Hidup disini berarti harus hidup dengan pesta. Kenapa? Karena disini
dikit-dikit pesta, dikit-dikit syukuran. Apa yang dipestakan selain pernikahan?
Ada baptisan, ada syukuran wisuda bahkan kematian dan peremian kuburan pun
mereka ucap syukur (?).
Pesta disini dimulai malam hari dengan jam yang sangat karet. Karena ketika di undangan
tertera jam enam, maka pesta akan dimulai jam delapan bahkan kadang sampai
molor jam sepuluh. Jadi sistemnya bukan tamu yang menunggu melainkan yang pesta
menunggu tamu, ketika kursi sudah terisi penuh maka baru pesta dimulai. Kalau
kursinya belum penuh-penuh ya makin lama dimulainya.
Pesta biasanya dimulai dengan sambutan-sambutan, pemerintahan dan
keluarga, lalu doa syukur yang dipimpin oleh pendeta, setelah itu kita akan
makan bersama. Makan juga berurutan sesuai tempat duduk. Biasanya sang MC akan memberikan informasi.
“Untuk makanan internasional, di sebelah sana.”

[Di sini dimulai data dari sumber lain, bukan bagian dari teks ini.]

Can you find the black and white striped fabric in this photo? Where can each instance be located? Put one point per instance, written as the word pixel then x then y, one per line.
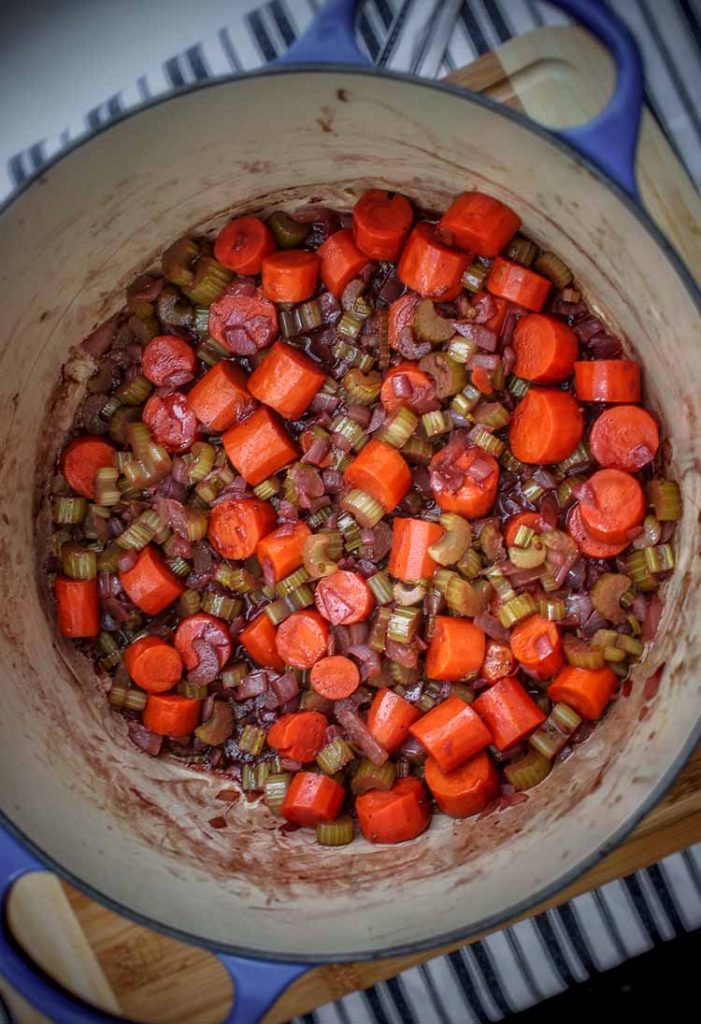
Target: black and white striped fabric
pixel 94 60
pixel 140 51
pixel 537 958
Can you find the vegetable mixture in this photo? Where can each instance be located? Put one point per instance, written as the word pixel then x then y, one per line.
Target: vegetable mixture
pixel 362 512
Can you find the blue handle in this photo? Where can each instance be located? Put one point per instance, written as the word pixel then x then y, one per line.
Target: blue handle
pixel 330 38
pixel 611 139
pixel 257 983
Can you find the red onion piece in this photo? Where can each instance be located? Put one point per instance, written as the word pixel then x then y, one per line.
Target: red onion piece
pixel 207 668
pixel 357 732
pixel 491 626
pixel 652 619
pixel 652 683
pixel 127 560
pixel 144 738
pixel 286 687
pixel 368 660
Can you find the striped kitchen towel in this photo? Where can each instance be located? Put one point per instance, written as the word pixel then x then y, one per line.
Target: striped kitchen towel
pixel 72 69
pixel 537 958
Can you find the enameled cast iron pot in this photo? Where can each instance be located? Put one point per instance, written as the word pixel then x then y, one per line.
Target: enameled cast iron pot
pixel 131 832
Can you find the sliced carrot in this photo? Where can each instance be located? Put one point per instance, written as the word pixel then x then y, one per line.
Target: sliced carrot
pixel 409 558
pixel 587 690
pixel 518 284
pixel 587 544
pixel 381 222
pixel 394 386
pixel 312 798
pixel 243 245
pixel 81 460
pixel 336 677
pixel 456 648
pixel 78 610
pixel 546 426
pixel 498 660
pixel 451 732
pixel 495 322
pixel 341 261
pixel 400 814
pixel 624 437
pixel 381 471
pixel 287 380
pixel 152 664
pixel 302 639
pixel 608 380
pixel 481 378
pixel 430 267
pixel 259 640
pixel 479 223
pixel 614 505
pixel 390 718
pixel 291 275
pixel 281 550
pixel 299 735
pixel 467 790
pixel 221 397
pixel 206 629
pixel 259 446
pixel 400 314
pixel 149 584
pixel 545 348
pixel 171 421
pixel 344 598
pixel 530 519
pixel 236 527
pixel 171 715
pixel 168 360
pixel 508 712
pixel 473 498
pixel 537 645
pixel 243 323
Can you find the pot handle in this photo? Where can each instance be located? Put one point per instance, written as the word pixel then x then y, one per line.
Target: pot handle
pixel 257 983
pixel 330 38
pixel 609 140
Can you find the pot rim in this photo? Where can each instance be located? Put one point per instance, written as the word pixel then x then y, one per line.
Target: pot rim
pixel 491 922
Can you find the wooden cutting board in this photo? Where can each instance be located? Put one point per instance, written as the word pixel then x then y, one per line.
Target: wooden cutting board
pixel 560 77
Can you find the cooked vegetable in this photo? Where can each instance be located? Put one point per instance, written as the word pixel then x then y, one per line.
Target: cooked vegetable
pixel 451 732
pixel 259 446
pixel 290 275
pixel 545 427
pixel 608 380
pixel 536 643
pixel 312 799
pixel 359 456
pixel 287 381
pixel 624 437
pixel 171 715
pixel 478 223
pixel 613 506
pixel 396 816
pixel 430 267
pixel 508 712
pixel 586 690
pixel 517 284
pixel 545 349
pixel 381 223
pixel 465 791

“Untuk yang berhalangan karena kesehatan dan
keyakinan ada di sebalah situ.”
Paham gak maksudnya apa? Jadi maksudnya makanan
internasional adalah Babi, Anjing dll. Nah yang satunya adalah makanan halal,
biasanya khusus untukku atau untuk orang-orang yang gtidak memakan babi.
Ketika ada pesta, aku diberi ayam untuk aku
sembelih sendiri. Terkadang kambing atau sapi. Ketika aku bilang, aku tidak
memakan hewan yang tidak aku sembelih sendiri, mereka menghargai keyakinanku.
Mereka akan menyediakan hewan lain untuk makanku. Bahkan kalau tidak ada ayam,
mereka akan berusaha mencari makanan lain yang stera dengan daging, misalnya
telur. Tapi itu juga dibarengi dengan permintaan maaf mereka yang gak
habis-habis. Bagiku tidak ada masalah ketika aku harus malan yang berbeda,
bahkan sayur pun aku terima, aku tak ingin mereka repot karena kehadiranku,
tapi menurut pandangan mereka berbeda. Kalau mereka makan daging, berarti aku
juga harus makan daging, mereka akan merasa bersalah sekali ketika aku hanya
makan yang biasa.
Setelah acara makan bersama akan diadakan acara
bebas. Apa itu acara bebas? Dansa. Yap, orang sini gila dansa. Aku yang semula
tak bisa, sampai ketagihan dansa. Maklum, pesta selain ajang makan enak,
merupakan acara hiburan bagi kami. Awalnya kami pesta diajak oleh Bapa Desa,
dan jam 11 malam sudah pulang. Namun Bapa desa ditegur oleh orang-orang sana,
mereka bilang bahwa Ibu guru kalau pesta jangan pulang sedu (awal), harus dansa
dulu biar tahu budaya sini.
Alhasil, ketika pesta teman guru aku dan Nesya
pulang jam 2 pagi. Kami belajar dansa dan akhirnya diajak dansa sana sini. Aku
awalnya canggung, lama-lama juga biasa. Malah senang, mereka mengajariku berdansa.
Yang lucu saat pesta adalah ketika masih
awal-awal acara bebas, masih sepi orang yang berdansa karena belum panas,
mereka belum minum sopi. Lama-lama, saat mereka sudah minum sopi, mulai satu
per satu berdansa, bahkan kadang rebutan nona (perempuan). Nah ada aturan
khusus untuk nona, jika sudah lelah berdansa boleh menolak, tapi jangan dansa
lagi. Karena nanti akan menimbulkan keributan, maklum para Nyong yang berdansa
sudah terkontaminasi oleh miras, otaknya sisa setengah.
Tidak jarang pesta diakhiri dengan keributan,
ada yang bahkan sampai baku hantam. Cuma masalah dansa dan senggol-senggol saat
goyang. Maklum mabok. Bagiku pesta ini memang merupakan hiburan, karena kapan lagi melihat Amfoang Terang sampai pagi, melihat orang tertawa renyah sampai pagi. Apalagi kalau tidak ada yang mabok, pasti pestanya bakal lebih menyenangkan. Bahkan, pesta terakhir disini aku pulang jam 5 pagi.